Les Spurs étaient à un cheveu d'une main de Neco Williams de signer une troisième défaite en trois matchs cette saison (Photo : REUTERS)

En attaque, cependant, ils ont peut-être étiré un peu trop loin la définition de « prouvé ».
Omar Marmoush a marqué trois buts en Premier League pour Manchester City l’année dernière et coûtera 60 millions de livres sterling à la fin de cette saison, quelles que soient ses performances. Savio est plein de potentiel mais a eu du mal à obtenir du temps de jeu sous Pep Guardiola, tandis que la seule chose que l’on puisse affirmer avec certitude à propos de Mykhailo Mudryk, c’est qu’il manque de condition physique après avoir subi une blessure cette semaine, suite à sa première apparition en compétition depuis 2024.
L'ailier ukrainien a subi ce que De Zerbi a qualifié de blessure « stupide », avec un coup à la cheville gauche à l'entraînement plus tôt cette semaine, et a été photographié portant une botte de protection.
« Il a ressenti une douleur à la cheville, puis après deux jours il a fait l’examen médical, et nous avons su le problème », a déclaré De Zerbi. « Mais après un long moment, nous l’avons su. »
Blessure stupide, mais nous ne sommes pas stupides. Nous savions quand nous avons signé Mudryk, nous savions que cela pourrait être difficile de revenir en tant que joueur normal.
«Je pense que nous sommes meilleurs que la saison dernière», a déclaré De Zerbi lors de sa conférence de presse d’avant-match vendredi, avant la visite d’Everton au nord de Londres. «Surtout en fin de saison, [nous avons eu] beaucoup, beaucoup de blessures.
Il est difficile d’y croire en ce moment parce que nous ne gagnons pas, nous ne marquons pas, mais je suis positif parce que je crois en mes joueurs, je crois en ce groupe. Les joueurs ont de grandes, de très grandes qualités, un gros potentiel, et aujourd’hui je suis positif. Je n’en dis pas plus parce qu’à la fin, il y a toujours le résultat sur le terrain et la performance, mais je pense que nous travaillons bien cette semaine.
‘À Nottingham, j’ai vu quelque chose de différent qu’à Brentford, c’est certain, et Newcastle a été un match particulier parce que jusqu’à une heure de jeu, je pense qu’on méritait de gagner, puis on a perdu deux à zéro.’
Pour les supporters des Spurs en ce moment, aussi difficile que cela puisse être, la patience est le maître-mot.
Mathys Tel est un joueur qui doit faire preuve de plus de régularité si les Spurs veulent faire un pas de plus vers le top six (Photo : Images/NurPhoto/Shutterstock)

Si vous avez le bon manager, cela peut toujours fonctionner de tout construire autour de lui.

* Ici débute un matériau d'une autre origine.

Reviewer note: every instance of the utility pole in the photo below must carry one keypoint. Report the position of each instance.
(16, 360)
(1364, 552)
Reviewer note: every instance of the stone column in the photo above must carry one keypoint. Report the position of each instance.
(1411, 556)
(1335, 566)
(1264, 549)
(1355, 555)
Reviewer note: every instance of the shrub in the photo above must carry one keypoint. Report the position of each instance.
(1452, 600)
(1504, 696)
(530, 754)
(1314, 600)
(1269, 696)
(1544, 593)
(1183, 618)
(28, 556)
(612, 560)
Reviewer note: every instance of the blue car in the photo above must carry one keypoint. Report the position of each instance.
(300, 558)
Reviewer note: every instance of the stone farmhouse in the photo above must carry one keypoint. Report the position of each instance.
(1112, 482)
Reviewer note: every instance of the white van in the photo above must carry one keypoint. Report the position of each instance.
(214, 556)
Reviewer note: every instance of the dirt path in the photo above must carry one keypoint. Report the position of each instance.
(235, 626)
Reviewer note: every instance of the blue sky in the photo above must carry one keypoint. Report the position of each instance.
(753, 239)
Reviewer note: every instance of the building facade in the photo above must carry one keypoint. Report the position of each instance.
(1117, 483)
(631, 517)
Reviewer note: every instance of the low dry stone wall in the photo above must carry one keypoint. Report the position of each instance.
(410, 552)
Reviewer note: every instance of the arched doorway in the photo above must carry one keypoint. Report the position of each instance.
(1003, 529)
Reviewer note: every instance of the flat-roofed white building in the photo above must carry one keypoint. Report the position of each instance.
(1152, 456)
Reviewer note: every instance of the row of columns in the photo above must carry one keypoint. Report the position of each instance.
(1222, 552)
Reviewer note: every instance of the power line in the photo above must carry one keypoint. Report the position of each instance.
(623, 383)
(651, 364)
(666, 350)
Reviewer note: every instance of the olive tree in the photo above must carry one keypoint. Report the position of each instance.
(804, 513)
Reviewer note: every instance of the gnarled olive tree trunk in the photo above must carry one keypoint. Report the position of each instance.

Unai Emery est le roi incontesté d'Aston Villa, tandis que Mikel Arteta a presque à lui seul transformé Arsenal en vainqueurs après les avoir façonnés à son image.
Et bien que De Zerbi soit indéniablement un penseur brillant – quoique potentiellement plus fou que génie – il n’existe pas encore beaucoup de preuves qu’il puisse en faire autant. Sa période la plus réussie en tant qu’entraîneur est survenue dans l’un des clubs les mieux gérés au monde, Brighton, tandis qu’en son absence au cours des deux dernières années, la Premier League est devenue meilleure que jamais pour contrer le style de football exact que l’Italien a inauguré.
Il y a encore des raisons d'être optimiste pour les supporters des Spurs, cependant. Quand De Zerbi trouve la bonne formule, il la trouve vraiment, et si la crise de blessures constante des dernières saisons peut enfin être maîtrisée, il a assez de joueurs de qualité suffisante pour rivaliser pour l'une des places européennes apparemment infinies offertes aux clubs anglais.
Un but ou trois contre Everton ce soir ferait beaucoup pour apaiser les inquiétudes grandissantes. Sinon, dans le monde d’aujourd’hui dépourvu de patience, ce contrat de cinq ans pourrait commencer à ressembler à une erreur plutôt coûteuse.